L’État grec semble aujourd’hui en mesure de dégager un important excédent primaire et ainsi de reconstituer des réserves de liquidités suffisantes pour couvrir ses besoins de financement à un an, voire jusqu’à fin 2020, si l’Eurogroupe décide de laisser à disposition, dans le cadre de la PPS, le tiers non dépensé des 86 milliards d’euros d’aide prévus par le troisième programme, en cas de tensions sur le refinancement. Par ailleurs, grâce aux prêts concessionnels du Mécanisme européen de stabilité (MES) et aux mesures d’allègement à court terme déjà prises, le taux d’intérêt apparent de la dette grecque semble pouvoir être contenu à 2% sur les cinq prochaines années, soit bien en deçà de la croissance nominale, et ainsi permettre la baisse du taux d’endettement à environ 150% du PIB à l’horizon 2030, contre 180% aujourd’hui. C’est sur la base de cette soutenabilité à dix ans de la dette que les agences de notation S&P et Fitch ont sensiblement amélioré leur notation [6] du pays de plusieurs crans depuis 2015. Combiné à l’environnement de taux bas favorisé par la BCE, cela a permis le retour du rendement souverain à 10 ans sous les 5% fin 2017.

Cependant, si la tendance au désendettement jusqu’en 2030 fait consensus, le FMI continue à affirmer que la trajectoire de dette redevient insoutenable au-delà, quand l'effet des taux concessionnels et des périodes de grâce des créanciers publics sera atténué par la prépondérance de la dette au taux de marché. Le FMI considère que la Grèce ne peut dégager à long terme un excédent primaire de plus de 1,5% du PIB et une croissance nominale de plus de 1,8% ; son analyse de soutenabilité de dette (DSA) montre donc que le pays ne peut supporter une telle remontée de ses taux. C’est pourquoi le Fonds refuse de prendre part au troisième programme, sans un allègement de dette plus significatif de la part des créanciers européens, qu’il invite à s’engager formellement à mettre en œuvre l’ensemble des mesures d’allègement de dette (rallongement des périodes de grâce et des maturités et bonifications des taux) présentées lors de l’Eurogroupe de mai 2016.

Les pays du nord de la zone euro rechignent actuellement à de telles concessions afin de conserver une certaine pression sur l’exécutif grec tout au long de la PPS, qui durera jusqu’à ce que 75% de l’aide européenne soit remboursée (potentiellement à horizon 2050). Un mécanisme d’allègement automatique en cas de récession grecque est à l’étude, mais il n’est pas certain que cela soit suffisant pour convaincre le FMI. Une chose est sûre : le pays ne pourra jamais retrouver une croissance solide et pérenne si le nœud gordien de la soutenabilité de la dette n’est pas tranché.

Léopold JOUVEN, Études Économiques Groupe

[1] Cette résorption doit néanmoins être relativisée par le fait que l’emploi a crû de 8% depuis 2013, tandis que la population active est restée stable après s’être réduite de 4% entre 2009 et 2013.

[2] Le montant des dépôts est aujourd’hui inférieur d’un quart à son niveau de 2014 et d’un tiers par rapport à son pic de 2009.
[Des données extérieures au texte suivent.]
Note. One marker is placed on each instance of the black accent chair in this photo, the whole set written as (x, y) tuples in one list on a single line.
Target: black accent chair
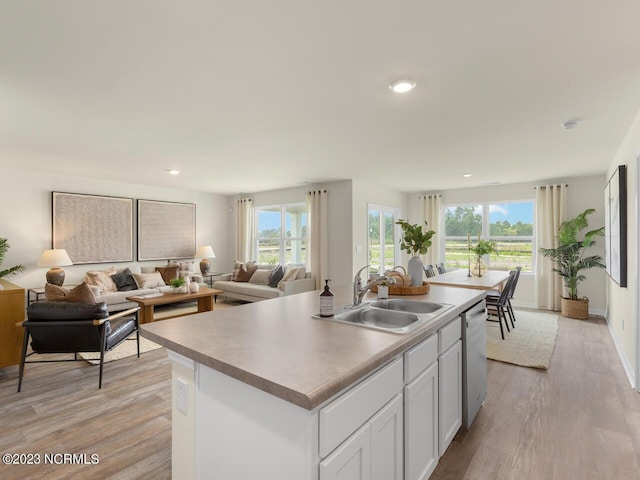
[(495, 293), (429, 271), (69, 327), (497, 307)]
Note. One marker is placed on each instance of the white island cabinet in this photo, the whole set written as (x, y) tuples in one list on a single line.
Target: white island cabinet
[(265, 391)]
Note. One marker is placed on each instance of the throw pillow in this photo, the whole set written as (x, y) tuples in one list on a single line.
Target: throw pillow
[(168, 273), (79, 294), (260, 277), (124, 280), (245, 275), (238, 267), (185, 268), (290, 274), (276, 275), (148, 280), (102, 279)]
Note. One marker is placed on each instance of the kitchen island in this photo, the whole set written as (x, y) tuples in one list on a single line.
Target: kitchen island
[(251, 383)]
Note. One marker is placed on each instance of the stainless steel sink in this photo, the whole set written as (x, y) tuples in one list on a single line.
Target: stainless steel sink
[(389, 321), (396, 315), (412, 306)]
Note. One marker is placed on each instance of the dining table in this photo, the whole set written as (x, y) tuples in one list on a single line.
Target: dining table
[(490, 280)]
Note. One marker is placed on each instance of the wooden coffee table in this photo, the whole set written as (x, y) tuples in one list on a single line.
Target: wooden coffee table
[(205, 297)]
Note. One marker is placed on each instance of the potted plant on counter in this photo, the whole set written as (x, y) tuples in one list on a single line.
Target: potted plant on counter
[(4, 247), (480, 249), (569, 260), (416, 242), (178, 285)]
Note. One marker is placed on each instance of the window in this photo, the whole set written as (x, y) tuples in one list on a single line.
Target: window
[(510, 224), (383, 248), (281, 234)]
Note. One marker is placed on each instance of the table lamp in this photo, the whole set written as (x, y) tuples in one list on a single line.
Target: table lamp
[(55, 258), (205, 252)]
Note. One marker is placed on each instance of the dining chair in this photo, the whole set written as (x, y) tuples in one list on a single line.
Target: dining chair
[(492, 296), (429, 271), (497, 307)]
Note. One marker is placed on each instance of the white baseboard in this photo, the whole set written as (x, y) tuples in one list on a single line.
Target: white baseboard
[(628, 369)]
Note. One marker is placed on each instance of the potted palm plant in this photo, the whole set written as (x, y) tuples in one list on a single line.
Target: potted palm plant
[(569, 260), (416, 242), (4, 246)]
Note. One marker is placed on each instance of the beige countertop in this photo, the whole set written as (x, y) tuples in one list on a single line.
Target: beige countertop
[(276, 345)]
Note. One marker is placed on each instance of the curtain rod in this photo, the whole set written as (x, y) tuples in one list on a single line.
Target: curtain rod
[(542, 187)]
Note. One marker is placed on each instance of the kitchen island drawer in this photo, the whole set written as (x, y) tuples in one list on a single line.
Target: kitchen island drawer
[(343, 416), (420, 357)]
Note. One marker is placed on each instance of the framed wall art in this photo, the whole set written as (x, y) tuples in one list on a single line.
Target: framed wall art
[(166, 230), (93, 228), (615, 200)]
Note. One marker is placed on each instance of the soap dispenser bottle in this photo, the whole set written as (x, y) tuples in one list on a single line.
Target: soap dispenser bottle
[(326, 301)]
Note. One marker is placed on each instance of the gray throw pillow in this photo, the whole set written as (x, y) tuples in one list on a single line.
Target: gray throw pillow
[(124, 280), (276, 275)]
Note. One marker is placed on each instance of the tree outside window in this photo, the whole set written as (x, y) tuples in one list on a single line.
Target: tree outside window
[(509, 224), (281, 234)]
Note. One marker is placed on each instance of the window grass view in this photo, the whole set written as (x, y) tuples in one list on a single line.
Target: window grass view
[(510, 225)]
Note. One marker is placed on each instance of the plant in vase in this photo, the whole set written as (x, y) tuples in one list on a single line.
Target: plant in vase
[(178, 285), (416, 242), (4, 247), (569, 260), (480, 249)]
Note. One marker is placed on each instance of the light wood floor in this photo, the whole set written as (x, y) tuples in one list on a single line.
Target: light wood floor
[(578, 420)]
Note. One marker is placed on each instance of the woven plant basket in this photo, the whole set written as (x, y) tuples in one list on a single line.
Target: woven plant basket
[(408, 290), (578, 309)]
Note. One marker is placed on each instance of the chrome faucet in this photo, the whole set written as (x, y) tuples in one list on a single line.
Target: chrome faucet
[(359, 290)]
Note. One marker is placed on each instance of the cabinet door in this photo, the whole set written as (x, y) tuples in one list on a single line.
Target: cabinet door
[(421, 425), (351, 460), (386, 442), (449, 395)]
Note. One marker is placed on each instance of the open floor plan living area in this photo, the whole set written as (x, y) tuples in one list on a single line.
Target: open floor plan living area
[(319, 241)]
[3] De 2010 à 2015, les deux premiers programmes ont permis le versement d’une aide totale de 73 Mds €, puis de 154 Mds €. L’accession au pouvoir de Syriza en janvier 2015 et son refus de continuer à appliquer l’austérité budgétaire conditionnelle à l’assistance européenne a interrompu les versements d’août 2014 jusqu’à la mise en place d’urgence du troisième programme en août 2015.

[4] Solde public hors dépenses d’intérêts : à titre de comparaison, l’excédent primaire en zone euro devrait rester proche de 1% du PIB ces prochaines années.

[5] Hors charges d’intérêts et recapitalisation bancaire.

[6] De plus, les agences de notation ont stipulé que tout allègement ou restructuration de la dette hors-marché (c’est-à-dire détenue par les créanciers publics européens) ne sera pas considéré comme un événement de défaut, et aurait même un impact positif sur leur notation.